Sagittarius (23 Nov-21 Dec) You need to assert your independence this month - and fast. No matter what the style gurus say, it is perfectly possible to plant a garden without a single grey-leaved plant in it. Try it and see. There are other far-reaching changes on the horizon. Goodbye chrysanthemum. Hello dendranthema, leucanthemopsis, arctanthemum, tanacetum... You do not always realise how hurtful your bluntness, a characteristic of all Sagittarians, can be. Some people really do love cacti dressed up in sunglasses and paper skirts. It is not your place to stop them buying them. You rarely sulk, however. But it is equally rare for you to learn from your mistakes. Sagittarians murder more rhododendrons than any other group of gardeners.

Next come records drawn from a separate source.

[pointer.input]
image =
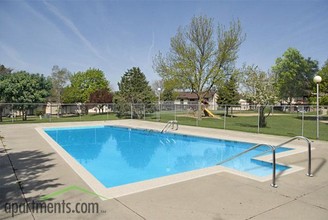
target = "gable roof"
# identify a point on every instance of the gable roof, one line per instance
(189, 95)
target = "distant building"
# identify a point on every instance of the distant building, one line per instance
(188, 98)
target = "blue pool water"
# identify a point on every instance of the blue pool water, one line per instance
(118, 156)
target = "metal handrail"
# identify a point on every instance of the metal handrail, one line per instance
(309, 173)
(170, 123)
(309, 150)
(273, 149)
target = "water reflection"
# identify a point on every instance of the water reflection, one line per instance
(82, 144)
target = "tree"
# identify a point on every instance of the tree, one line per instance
(4, 72)
(101, 96)
(324, 75)
(228, 93)
(22, 87)
(59, 79)
(259, 87)
(294, 74)
(169, 91)
(199, 56)
(83, 84)
(133, 89)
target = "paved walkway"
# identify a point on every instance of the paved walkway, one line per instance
(38, 171)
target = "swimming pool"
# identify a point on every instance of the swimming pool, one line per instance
(117, 156)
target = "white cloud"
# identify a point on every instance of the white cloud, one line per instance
(74, 29)
(12, 54)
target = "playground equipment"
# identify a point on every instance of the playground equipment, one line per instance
(206, 111)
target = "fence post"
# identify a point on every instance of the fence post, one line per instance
(50, 112)
(303, 121)
(258, 120)
(159, 111)
(175, 112)
(144, 111)
(131, 110)
(12, 113)
(224, 122)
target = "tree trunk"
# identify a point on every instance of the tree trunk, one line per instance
(24, 115)
(262, 122)
(1, 110)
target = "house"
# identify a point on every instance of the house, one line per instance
(188, 98)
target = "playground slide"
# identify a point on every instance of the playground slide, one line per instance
(209, 113)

Capricorn (22 Dec-21 Jan) Long-standing attachments are hard to break but, for once, forget the pennies and lash out on a pair of secateurs. They will be so much easier to use on the philadelphus than the bayonet from the hatstand in the hall. Economical is the polite way to describe Capricorn gardeners. You are the people who save seeds wrapped in screws of paper in old Ovaltine tins and who hover round the recycling bins, waiting to retrieve Gardens Illustrated magazines that other souls are throwing away. But you are likely to work hard, not shirking even the most hideous chores such as scrubbing down the greenhouse. If you are hiring help in the garden, check birthdates first.